The interests of Australian cattle producers have driven the development of the Bovine Johne’s Disease (BJD) Framework document.
The Framework outlines a fresh approach to the management of the endemic disease and is the result of 12 months of consultation and evaluation of existing practices, led by Animal Health Australia (AHA) on behalf of industry.
The Framework clearly outlines how Australia will manage BJD into the future and shifts the focus of BJD management to the wider biosecurity practice of reduction and management of all diseases, said AHA’s Executive Manager of Biosecurity, Duncan Rowland.
“Throughout the consultation period, time and time again, producers talked about the significant emotional and financial stress they faced when dealing with existing BJD management regulations. So while this new approach introduces a substantial shift in thinking, better biosecurity awareness and practices will provide a safer environment for producers to operate in,” said Mr Rowland.
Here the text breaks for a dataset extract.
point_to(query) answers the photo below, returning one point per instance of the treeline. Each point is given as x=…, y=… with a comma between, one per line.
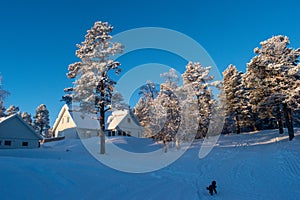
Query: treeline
x=40, y=121
x=265, y=96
“The new Framework recognises the key role producers have in the management of diseases on their property and for that reason producers are the very cornerstone of the new approach.
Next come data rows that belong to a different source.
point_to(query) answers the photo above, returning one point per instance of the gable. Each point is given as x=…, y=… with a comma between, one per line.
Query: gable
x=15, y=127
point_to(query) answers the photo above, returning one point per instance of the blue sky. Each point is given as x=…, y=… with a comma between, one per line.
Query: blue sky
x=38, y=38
“This doesn’t mean that producers now have to carry the responsibility on their own. The management of BJD will continue to be a shared responsibility between government, the industry and producers. In fact, the deregulation and removal of zoning will be led by the state and territory governments, with the time frame for implementation resting with them,” said Mr Rowland.
The successful introduction of this new approach will require substantial communication efforts to assist producers (and interested stakeholders) in understanding the new approach, its operation and its effects.
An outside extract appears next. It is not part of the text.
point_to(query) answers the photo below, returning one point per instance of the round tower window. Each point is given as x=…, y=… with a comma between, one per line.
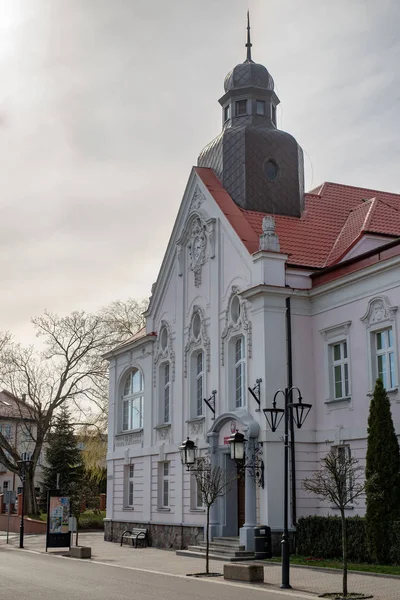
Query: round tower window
x=196, y=326
x=270, y=169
“A national communications plan is currently being developed to ensure all affected parties are informed, engaged and kept up-to-date about the changes.
“A key component of this communications plan will be a public forum. This forum will provide the ideal opportunity to talk first-hand with producers and address any questions they may have about the new way forward,” said Mr Rowland.
AHA will continue to work with industry and government to ensure the Framework is implemented as smoothly and quickly as possible to enhance the biosecurity credentials of Australia’s cattle industry.